Of course it’s a crazy premise, but it’s one that allows the film to touch on a catalogue of hot-button issues – from work-life balance and inequality to climate change and sustainability – while delivering visual treats, laughs, and the odd tug at the heart-strings.

Though at first it seems unlikely that any normal person would sign up for such a radical reduction in size, slick marketing teams get to work on the just-about-managing suburbanites whose American dreams have stalled. Faced with the choice between grafting and struggling as a full-size human or living a life of leisure as a small one, more and more people start choosing the latter.
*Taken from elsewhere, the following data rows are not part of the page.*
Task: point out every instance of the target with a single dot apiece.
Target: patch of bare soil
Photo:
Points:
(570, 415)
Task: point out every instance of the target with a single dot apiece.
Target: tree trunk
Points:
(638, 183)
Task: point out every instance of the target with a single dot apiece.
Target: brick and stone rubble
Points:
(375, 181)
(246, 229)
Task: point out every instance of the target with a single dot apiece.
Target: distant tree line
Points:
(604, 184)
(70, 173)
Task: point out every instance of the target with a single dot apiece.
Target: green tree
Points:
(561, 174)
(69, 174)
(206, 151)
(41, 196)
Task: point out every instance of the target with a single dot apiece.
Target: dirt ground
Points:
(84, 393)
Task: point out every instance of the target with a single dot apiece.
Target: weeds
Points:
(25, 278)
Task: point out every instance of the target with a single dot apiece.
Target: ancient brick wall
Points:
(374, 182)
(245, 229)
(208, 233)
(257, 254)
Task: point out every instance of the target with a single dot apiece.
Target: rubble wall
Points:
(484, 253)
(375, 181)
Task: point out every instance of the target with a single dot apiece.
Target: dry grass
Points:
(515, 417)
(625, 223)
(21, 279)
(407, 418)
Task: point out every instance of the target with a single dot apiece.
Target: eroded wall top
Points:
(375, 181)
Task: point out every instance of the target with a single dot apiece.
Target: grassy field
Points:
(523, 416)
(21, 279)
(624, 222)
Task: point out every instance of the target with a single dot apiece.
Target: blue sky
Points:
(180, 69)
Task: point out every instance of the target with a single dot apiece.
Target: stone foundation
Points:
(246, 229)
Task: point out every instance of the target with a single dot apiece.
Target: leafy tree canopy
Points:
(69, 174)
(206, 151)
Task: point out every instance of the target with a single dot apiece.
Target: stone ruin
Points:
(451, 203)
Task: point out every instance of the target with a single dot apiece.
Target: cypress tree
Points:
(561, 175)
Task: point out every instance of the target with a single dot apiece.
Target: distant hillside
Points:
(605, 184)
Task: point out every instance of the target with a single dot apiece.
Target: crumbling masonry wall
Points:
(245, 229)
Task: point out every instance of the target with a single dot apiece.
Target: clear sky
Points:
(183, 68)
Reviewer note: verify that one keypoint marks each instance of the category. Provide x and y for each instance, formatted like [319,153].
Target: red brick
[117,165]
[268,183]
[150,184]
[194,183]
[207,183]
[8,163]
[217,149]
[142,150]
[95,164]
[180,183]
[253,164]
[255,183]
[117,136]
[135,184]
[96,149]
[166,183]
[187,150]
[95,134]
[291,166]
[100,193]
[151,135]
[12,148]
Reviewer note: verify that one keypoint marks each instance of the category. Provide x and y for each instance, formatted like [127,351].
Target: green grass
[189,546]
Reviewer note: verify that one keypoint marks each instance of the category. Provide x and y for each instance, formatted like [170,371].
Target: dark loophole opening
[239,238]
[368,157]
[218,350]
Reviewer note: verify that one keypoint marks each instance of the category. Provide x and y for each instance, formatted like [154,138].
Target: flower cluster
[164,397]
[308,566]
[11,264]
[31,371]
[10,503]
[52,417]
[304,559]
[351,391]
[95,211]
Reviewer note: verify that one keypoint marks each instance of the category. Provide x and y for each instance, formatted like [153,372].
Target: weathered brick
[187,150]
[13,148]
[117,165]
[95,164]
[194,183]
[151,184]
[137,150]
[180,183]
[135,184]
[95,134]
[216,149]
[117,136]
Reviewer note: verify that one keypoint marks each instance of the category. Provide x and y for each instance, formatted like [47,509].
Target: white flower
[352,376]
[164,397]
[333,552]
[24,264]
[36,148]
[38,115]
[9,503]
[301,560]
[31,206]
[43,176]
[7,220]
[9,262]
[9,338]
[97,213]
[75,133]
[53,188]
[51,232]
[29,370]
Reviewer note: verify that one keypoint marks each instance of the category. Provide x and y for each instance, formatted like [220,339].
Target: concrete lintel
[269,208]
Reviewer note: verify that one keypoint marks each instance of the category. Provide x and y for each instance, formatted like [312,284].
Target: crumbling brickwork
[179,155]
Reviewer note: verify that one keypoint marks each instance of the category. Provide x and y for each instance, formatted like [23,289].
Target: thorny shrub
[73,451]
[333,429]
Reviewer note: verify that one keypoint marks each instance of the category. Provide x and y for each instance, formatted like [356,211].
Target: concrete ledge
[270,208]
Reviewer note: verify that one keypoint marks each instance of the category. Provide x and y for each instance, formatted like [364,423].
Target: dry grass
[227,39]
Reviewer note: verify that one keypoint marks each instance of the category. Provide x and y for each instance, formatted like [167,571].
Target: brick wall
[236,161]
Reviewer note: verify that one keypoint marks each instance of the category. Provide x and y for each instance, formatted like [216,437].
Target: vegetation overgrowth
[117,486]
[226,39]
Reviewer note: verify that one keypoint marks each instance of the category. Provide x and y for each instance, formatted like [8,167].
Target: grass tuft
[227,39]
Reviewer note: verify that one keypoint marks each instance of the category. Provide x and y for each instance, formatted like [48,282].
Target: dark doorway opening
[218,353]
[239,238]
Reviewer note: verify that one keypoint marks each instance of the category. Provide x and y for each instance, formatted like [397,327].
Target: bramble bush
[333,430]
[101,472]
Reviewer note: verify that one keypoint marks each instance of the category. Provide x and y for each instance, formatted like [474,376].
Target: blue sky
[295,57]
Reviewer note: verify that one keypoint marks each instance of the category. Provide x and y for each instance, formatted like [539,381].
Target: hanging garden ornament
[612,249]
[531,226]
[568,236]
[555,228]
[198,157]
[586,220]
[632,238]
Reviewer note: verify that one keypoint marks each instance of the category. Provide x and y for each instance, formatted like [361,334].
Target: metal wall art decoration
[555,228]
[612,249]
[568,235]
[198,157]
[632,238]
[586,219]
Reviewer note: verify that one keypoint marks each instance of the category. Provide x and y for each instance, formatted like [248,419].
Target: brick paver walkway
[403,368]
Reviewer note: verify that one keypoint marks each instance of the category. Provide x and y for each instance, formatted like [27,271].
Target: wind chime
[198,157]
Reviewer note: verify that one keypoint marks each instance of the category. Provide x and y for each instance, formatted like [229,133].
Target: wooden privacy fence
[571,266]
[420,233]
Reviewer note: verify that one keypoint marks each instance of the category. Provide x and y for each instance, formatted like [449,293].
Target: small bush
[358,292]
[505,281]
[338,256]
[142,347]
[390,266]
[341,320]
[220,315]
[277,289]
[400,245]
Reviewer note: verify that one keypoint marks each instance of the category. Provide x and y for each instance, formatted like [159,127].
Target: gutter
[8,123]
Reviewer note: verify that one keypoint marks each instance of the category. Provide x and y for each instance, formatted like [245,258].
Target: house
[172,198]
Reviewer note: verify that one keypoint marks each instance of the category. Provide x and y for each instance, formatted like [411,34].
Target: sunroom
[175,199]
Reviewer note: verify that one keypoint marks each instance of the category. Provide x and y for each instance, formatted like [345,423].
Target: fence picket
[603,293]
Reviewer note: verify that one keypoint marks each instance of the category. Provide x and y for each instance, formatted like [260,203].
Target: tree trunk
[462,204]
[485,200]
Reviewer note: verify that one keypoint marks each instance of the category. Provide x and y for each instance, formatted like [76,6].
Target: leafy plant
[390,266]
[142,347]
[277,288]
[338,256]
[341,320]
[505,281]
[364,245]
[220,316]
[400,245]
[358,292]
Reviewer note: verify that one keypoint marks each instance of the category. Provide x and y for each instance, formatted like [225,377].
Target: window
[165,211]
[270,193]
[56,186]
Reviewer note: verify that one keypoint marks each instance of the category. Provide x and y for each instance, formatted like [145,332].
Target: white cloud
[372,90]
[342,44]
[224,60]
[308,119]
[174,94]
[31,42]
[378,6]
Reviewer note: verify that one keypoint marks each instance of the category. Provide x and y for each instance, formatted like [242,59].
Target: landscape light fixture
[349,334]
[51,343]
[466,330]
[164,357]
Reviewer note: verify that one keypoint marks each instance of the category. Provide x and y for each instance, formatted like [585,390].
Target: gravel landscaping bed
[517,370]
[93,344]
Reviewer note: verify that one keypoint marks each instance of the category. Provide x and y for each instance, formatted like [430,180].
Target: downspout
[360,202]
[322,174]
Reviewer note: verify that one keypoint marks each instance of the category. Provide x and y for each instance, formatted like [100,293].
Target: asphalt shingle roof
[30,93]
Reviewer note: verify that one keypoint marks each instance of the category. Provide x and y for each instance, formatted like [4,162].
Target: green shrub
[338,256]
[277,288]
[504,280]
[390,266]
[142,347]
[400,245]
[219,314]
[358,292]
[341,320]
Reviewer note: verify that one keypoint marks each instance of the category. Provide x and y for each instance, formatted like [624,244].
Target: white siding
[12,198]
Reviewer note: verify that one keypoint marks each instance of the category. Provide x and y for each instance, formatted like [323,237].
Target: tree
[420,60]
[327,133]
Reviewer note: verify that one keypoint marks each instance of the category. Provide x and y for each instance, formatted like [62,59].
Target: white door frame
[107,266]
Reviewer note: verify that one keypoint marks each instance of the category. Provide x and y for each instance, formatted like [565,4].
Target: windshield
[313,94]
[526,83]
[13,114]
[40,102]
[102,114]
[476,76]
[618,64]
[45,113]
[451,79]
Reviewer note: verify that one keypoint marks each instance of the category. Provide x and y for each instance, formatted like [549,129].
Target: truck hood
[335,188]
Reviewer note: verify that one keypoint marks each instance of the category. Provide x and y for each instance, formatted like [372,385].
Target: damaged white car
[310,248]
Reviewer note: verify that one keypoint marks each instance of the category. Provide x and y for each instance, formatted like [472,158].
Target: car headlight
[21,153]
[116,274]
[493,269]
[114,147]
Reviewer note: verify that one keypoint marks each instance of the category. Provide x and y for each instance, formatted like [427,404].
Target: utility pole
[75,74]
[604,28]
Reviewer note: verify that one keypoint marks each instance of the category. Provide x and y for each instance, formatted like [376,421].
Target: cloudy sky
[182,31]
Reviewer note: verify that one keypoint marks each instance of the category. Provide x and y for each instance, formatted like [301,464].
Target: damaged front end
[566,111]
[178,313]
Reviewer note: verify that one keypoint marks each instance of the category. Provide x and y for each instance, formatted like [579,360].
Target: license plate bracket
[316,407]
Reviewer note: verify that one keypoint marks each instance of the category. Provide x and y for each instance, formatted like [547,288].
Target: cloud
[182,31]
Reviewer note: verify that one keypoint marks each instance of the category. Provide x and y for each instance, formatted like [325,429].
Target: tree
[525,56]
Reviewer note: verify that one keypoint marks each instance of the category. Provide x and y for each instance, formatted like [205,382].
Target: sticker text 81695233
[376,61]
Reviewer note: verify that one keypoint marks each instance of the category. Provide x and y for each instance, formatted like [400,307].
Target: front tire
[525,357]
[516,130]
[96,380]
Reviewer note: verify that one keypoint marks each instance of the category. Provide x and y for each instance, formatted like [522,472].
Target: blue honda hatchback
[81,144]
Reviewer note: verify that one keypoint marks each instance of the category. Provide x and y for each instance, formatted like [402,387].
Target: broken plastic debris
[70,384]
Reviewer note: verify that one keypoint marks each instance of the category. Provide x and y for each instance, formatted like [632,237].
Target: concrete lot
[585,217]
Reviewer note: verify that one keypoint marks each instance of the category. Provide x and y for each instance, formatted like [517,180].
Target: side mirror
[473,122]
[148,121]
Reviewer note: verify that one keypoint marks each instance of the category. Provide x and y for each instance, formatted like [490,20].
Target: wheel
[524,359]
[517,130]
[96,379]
And who can blame them? Certainly not the Norwegian environmentalists who cooked up the idea as a drastic solution to the problems of global warming and overpopulation. Sure, the version implemented as Leisureland, US is less about tree-hugging and more about luxury travel and health spas, but this vast miniature playground does operate car-sharing and slick public transport, and the miniature diamond necklaces marketed to its residents are proudly “conflict-free”.

So what lessons does the film have for us about ethical living in a dangerously warming world? In an interview with The Guardian, Payne noted that “Chekhov said the role of the artist isn’t to answer the questions but just to formulate the questions” and he certainly tosses out plenty of these, about everything from voting rights to privatised healthcare to black-market trade. But perhaps the biggest ones he’s posing with this film have been tackled recently by my fellow columnist Michael Fry. Firstly, how do we persuade the well-off among us to vote in favour of a change to the status quo, and secondly, how can we square celebrating increased growth with ambitions to reduce emissions and prevent catastrophic climate change?

The answer to the first is simple: open their eyes to the reality of life for those who don’t have big houses, perfect health and his-and-hers matching bathrobes, and wake them up to the fact that life isn’t actually fair. Challenge right-wingers when they assert that hard work and the right attitude – rather than a comfortable upbringing, endless encouragement, and a bit of luck – accounts for their privileged position in society. Counter the “scroungers and skivers” rhetoric with reminders that turning a bling eye won’t make poverty history, and society should be judged on how it treats its most vulnerable, not how it panders to its most well-off.

On the question of growth, the answer perhaps lies in the detail of this week’s exports figures. Stories like this always pose a bit of a challenge to newspaper picture editors and the producers of TV news bulletins: how to provide visual shorthand for a concept such as “exports”, which covers all manner of goods and services? The Scotsman, somewhat confusingly, illustrated their story – “Scotland suffers £4bn exports fall” – with a picture of an oil rig, despite the fact that oil and gas exports are not included in the figures. The BBC used a clip of whisky bottles moving along a conveyor belt. Other media outlets showed stacks of pallets ready for shipping.

But the international exports increase for 2016 was driven by the service sector, rather than manufacturing. “Services” – which account for 39 per cent of all international exports – are much harder to illustrate than actual “stuff” like bottles of whisky, the import and export of which is easy for the average person to visualise and understand. What’s glossed over in Downsizing is the fact that many tiny products would not necessarily be cheaper at all, since the cost of making anything is determined by economies of scale and manufacturing complexity. But what’s made clear is that societies of any size will always need innovators and entrepreneurs as well as doctors, cleaners and carers. And they will continue to need the kind of services that Scotland is exporting worldwide.

Reducing consumption need not involve drastic lifestyle changes or the use of sci-fi technology. Car-sharing schemes already exist and could become the norm in Scottish cities with a bit of joined-up thinking and a decent marketing push, and there’s plenty of scope for businesses to reduce their use of plastic and minimise packaging.

Economic growth need not involve littering the planet with yet more stuff we don’t need, or widening the gulf between the haves and have-nots. In Scotland we have the technology – and the know-how – to find creative solutions to environmental problems and sell them to the rest of the world. The time has come to think big.